И моей бабушке даже на ум не приходит, что парохода, который ее вез, наверно, давно нет, ведь с того времени уже прошли две мировые войны, нет и того, который ее ждал и не дождался, нет наконец и ее самой. Есть где-то чудесный город Луверпуль и чудесный край Америка, чудесны они для тех, кто их не видел и потому, что не видел, как чудесно многое, чего не знаем или что не сбывается.

В Ливерпуле, перед пересадкой на другой пароход, у моей бабушки проверяли здоровье, сказали, что у нее что-то с глазами, наверно, слишком пристально она смотрела в сторону Ливерпуля и Америки, сказали, что с такими глазами Америке она не нужна, а с какими нужна, не сказали, и моя бабушка никогда этого не узнала. И возвращалась моя бабушка назад, и возвращаясь никуда не смотрела и ничего не видела, ибо из ее негодных Америке глаз беспрерывно катились слезы.

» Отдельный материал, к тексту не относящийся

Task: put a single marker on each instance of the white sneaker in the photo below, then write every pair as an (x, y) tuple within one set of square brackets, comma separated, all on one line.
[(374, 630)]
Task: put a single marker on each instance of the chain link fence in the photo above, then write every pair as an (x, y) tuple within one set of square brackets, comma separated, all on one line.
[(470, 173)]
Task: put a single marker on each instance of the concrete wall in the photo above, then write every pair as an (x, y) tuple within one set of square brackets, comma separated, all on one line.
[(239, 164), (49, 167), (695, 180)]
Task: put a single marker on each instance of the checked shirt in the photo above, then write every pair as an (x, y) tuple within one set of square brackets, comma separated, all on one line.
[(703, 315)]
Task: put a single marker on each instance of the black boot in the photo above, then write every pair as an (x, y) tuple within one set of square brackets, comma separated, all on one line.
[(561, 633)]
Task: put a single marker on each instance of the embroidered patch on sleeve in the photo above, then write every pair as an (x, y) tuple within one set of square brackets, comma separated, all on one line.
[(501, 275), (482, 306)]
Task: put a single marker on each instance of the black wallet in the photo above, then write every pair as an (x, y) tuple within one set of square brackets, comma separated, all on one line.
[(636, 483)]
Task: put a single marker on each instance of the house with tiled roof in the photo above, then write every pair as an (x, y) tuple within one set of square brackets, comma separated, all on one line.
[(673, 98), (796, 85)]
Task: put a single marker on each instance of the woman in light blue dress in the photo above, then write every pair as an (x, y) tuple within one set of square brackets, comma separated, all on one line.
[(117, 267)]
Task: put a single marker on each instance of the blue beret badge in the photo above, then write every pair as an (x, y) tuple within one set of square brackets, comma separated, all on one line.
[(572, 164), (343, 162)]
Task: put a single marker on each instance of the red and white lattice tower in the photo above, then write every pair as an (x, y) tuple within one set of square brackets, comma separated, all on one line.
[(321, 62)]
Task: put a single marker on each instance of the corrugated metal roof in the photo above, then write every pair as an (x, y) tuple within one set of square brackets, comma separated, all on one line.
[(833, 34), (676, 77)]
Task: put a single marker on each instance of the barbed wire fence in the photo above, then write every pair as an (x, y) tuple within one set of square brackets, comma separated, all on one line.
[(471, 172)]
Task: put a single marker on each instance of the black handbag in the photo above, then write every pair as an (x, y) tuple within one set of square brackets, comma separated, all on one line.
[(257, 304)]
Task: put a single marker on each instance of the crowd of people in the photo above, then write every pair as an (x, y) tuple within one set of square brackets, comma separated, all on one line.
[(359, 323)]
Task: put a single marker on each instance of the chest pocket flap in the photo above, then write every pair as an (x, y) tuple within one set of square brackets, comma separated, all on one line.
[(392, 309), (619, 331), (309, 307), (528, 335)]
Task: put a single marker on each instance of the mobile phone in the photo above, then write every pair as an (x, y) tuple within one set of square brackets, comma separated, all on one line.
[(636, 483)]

Лунный пароход шумит, прорываясь сквозь волны облаков, как шумел тот, настоящий, шумел всю жизнь, и своими негодными Америке глазами, которые до восьмидесяти лет верно помогали рукам вдевать в иголку нитку, моя бабушка видела не свои нескончаемые заботы, а чудесный город Ливерпуль. А когда эти негодные Америке глаза стали негодные ей самой, чудесный город Ливерпуль из них переселился в рот, и все, кто собирался навестить мою бабушку, знали, что услышат давно знакомую историю о ее путешествии.

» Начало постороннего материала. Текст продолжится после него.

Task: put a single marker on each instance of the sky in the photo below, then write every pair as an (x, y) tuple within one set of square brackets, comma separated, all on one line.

Теперь моя бабушка уже не имеет ни глаз, ни рта, не имеет и себя саму и даже не знает, была ли она когда-то вообще, может была только ее поездка в Ливерпуль, которая продолжалась всю ее жизнь, продолжается и сейчас, потому что она ей верней и значительней, чем жизнь, и не могли ее уничтожить никакие смерти, отделить никакие слои земли и куски камней, а может и лежит здесь не она, а длинный-длинный, как от хаты до гумна, пароход, и везет, везет, везет ее в невиданный, неслышанный город Ливерпуль.

Времена года меняются, замерзшую землю покрывает снег, мягкий-мягкий, как одеяло, по ночам от лунного света он так нежно блестит, а днем поглощает звуки, для моей бабушки они сливаются с шумом волн и кажется, что эти волны становятся все спокойней, пароход меньше качает, от вечного путешествия она начинает чувствовать усталость и засыпает.

А когда просыпается, уже шелестит зазеленевший клен, в его листьях играет ветер, а на ветку иногда садится скворец и начинает свистеть, а может и просыпается моя бабушка от его свиста, ибо он напоминает ей звуки невиданного, неслышанного порта, звуки того далекого путешествия. А может просыпается моя бабушка от самой весны, ведь говорят, что весной просыпается все, если это правда, значит, просыпаются и мертвые, просыпаются и слушают все весенние звуки, а тех звуков много и здесь, они возникают не только от ветра и от птиц, но и от людей, которые проходят и проезжают, топают ногами, шумят и разговаривают, и смеются, и поют, и часто совсем недалеко от нее, за каменной оградой, стучат автомобильными дверцами, курят, плюются, ругаются и, снова стукнув дверцами, удаляются в свои коммунальные квартиры, в свои коллективные сады, к своим кофейным чашкам и к своим телевизорам. И пусть удаляются, пусть дымятся, пусть пылятся – как однодневные мотыльки, как кофейный пар, как сигаретный дым. И пусть будет благословенен желанный-желанный, далекий-далекий город моей бабушки Ливерпуль.